Referring back to Regex.ipynb from Lesson 5, create a dictionary that maps each DNA base to the corresponding mRNA base. Using this dictionary, write a function that transcribes a DNA sequence to an mRNA sequence. Using this dictionary and your dictionary from Exercise 3, write a piece of code to generate a dictionary that maps mRNA codons to their corresponding amino acid.


### Exercise 5
Using your dictionaries, write a function that detects whether a sequence is DNA or mRNA, locates the first start codon and the corresponding stop codon, and translates the sequence between the start and stop codon into an amino acid sequence.
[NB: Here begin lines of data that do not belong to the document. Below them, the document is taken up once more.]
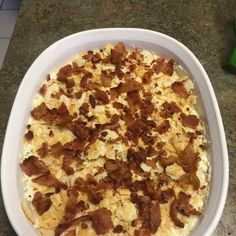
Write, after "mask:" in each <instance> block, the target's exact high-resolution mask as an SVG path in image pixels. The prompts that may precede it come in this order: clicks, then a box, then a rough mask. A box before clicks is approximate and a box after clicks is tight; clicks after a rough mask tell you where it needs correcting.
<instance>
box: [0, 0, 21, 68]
mask: <svg viewBox="0 0 236 236" xmlns="http://www.w3.org/2000/svg"><path fill="white" fill-rule="evenodd" d="M21 1H22V0H0V69H1V67H2V64H3V61H4V58H5V55H6V52H7V48H8V45H9V42H10V40H11V36H12V33H13V30H14V27H15V23H16V19H17V15H18V11H19V8H20V5H21Z"/></svg>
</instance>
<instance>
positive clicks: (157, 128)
mask: <svg viewBox="0 0 236 236" xmlns="http://www.w3.org/2000/svg"><path fill="white" fill-rule="evenodd" d="M169 128H170V123H169V121H168V120H164V121H163V122H162V123H161V124H160V125H158V126H157V132H158V133H159V134H164V133H166V132H167V131H168V129H169Z"/></svg>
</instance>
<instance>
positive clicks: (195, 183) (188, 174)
mask: <svg viewBox="0 0 236 236" xmlns="http://www.w3.org/2000/svg"><path fill="white" fill-rule="evenodd" d="M178 183H179V185H180V186H182V187H185V186H186V185H192V186H193V189H194V190H198V189H199V188H200V180H199V178H198V177H197V175H196V173H186V174H184V175H182V176H181V177H180V178H179V180H178Z"/></svg>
Hint: find the start codon, then break the following part of the sequence into codons to identify the stop codon.

In [None]:
sequence = "GTGCTCAATGGATAATACTGAGCTCGAGGTGGACTTCTATAGTTGCGTACACTCGATGAC"

## Classes

Referring back to Lesson 08 on multidimensional arrays and raster graphics, let's create a class to represent an image. If you've made it this far with time to spare, have a go at the following exercise, referring to the [documentation](https://docs.python.org/3/tutorial/classes.html#a-first-look-at-classes) as needed.

### Exercise 6

Here is a template for a class to represent a PBM image. Complete the init function so that when passed the magic number, title, dimensions, and pixels for a PBM image, it assigns each of these to an instance variable in the class. Modify your class so that you can create an empty instance of PBMImage by not passing any arguments.

Using your code from Lesson08, load feep.pbm and use the values to create an instance of PBMImage.

In [1]:
class PBMImage:
    
    def __init__(self, magic_number, title, dimensions, pixels):
        pass

### Exercise 7

Give your class an instance method which reads a .pbm file and sets the instance variables to the values taken from the file.

### Exercise 8

Give your class an instance method which writes a correctly-formatted .pdb file to a user-specified file name.

### Exercise 9

Give your class an instance method which prints an informative message about the type and dimensions of the image.

### Exercise 10

Give your class an instance method which computes the histogram of the image and returns the result. 

### Exercise 11

Give your class an instance method which inverts the PDB image and returns the result as a new instance of BPMImage.

### Exercise 12

The \_\_str\_\_(self) instance method is used to tell Python how to represent a class as a string, allowing you to print a meaningful representation of your class. Give your class a \_\_str\_\_(self) method which converts the PBM image into a human-readable string and returns the result. You could simply use the same format as the image file, or you might choose to omit the pixels and simply describe the format of the image. Check that you can print your class.